A study of 21 noncanonical CNGB3 gene variants found that 16 disrupted RNA splicing, prompting the reclassification of most as disease causing. The findings are expected to enhance genetic diagnosis and clarify eligibility for gene therapy in achromatopsia.
The CNGB3 gene encodes a subunit of a cone photoreceptor channel essential for color vision. Mutations in this gene are a major cause of autosomal recessive achromatopsia, a rare inherited retinal disorder marked by poor color discrimination, low visual acuity, and photosensitivity.
Noncanonical variants—those located outside the conserved ± 1 or 2 splice site positions—are challenging to interpret and often labeled as variants of uncertain significance (VUS).
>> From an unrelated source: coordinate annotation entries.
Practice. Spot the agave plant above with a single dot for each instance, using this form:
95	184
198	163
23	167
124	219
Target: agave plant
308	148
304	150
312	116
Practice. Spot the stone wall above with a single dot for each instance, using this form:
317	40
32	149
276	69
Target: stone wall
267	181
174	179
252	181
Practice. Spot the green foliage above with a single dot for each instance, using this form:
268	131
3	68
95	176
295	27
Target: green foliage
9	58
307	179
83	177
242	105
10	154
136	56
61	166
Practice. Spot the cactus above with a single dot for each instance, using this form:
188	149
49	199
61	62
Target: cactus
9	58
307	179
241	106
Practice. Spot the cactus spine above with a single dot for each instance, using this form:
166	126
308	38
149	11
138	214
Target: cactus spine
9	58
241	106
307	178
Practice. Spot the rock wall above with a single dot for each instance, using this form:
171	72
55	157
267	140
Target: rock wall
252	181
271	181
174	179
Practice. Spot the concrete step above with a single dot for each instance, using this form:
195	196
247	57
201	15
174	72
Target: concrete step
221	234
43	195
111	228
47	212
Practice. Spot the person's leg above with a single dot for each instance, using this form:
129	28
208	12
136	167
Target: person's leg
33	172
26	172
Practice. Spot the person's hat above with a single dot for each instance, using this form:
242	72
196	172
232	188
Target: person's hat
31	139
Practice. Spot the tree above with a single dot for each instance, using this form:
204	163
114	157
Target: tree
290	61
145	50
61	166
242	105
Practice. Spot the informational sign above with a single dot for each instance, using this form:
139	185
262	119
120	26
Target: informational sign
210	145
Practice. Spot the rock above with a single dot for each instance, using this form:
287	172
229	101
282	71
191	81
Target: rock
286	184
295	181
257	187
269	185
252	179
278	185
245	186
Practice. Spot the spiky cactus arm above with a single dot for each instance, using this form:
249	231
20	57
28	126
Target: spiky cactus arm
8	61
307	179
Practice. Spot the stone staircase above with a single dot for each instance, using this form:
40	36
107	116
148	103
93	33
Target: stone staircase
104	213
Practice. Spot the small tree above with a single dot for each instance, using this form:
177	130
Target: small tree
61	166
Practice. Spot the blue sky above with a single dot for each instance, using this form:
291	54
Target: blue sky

This classification limits their clinical and therapeutic utility.
To determine the functional effects of these variants, the research team used vitro minigene splice assays in cultured cells, followed by cDNA sequencing and fragment analysis.
“Twelve of fourteen (86%) variants initially categorized as VUS were upgraded to likely pathogenic or pathogenic, enhancing the clinical utility of the genetic data,” said lead study author Katharina Rawnsley, of the Centre for Ophthalmology at the University Hospital Tübingen in Germany, and colleagues.
The most common aberrant splicing events included exon skipping, activation of cryptic splice sites, and pseudoexon inclusion. One deep intronic variant led to a 98-base pair pseudoexon insertion, whereas another produced a 32-base pair inclusion. Several variants initially classified as synonymous or missense were shown to disrupt splicing, indicating their primary effect was at the RNA level rather than through amino acid substitution.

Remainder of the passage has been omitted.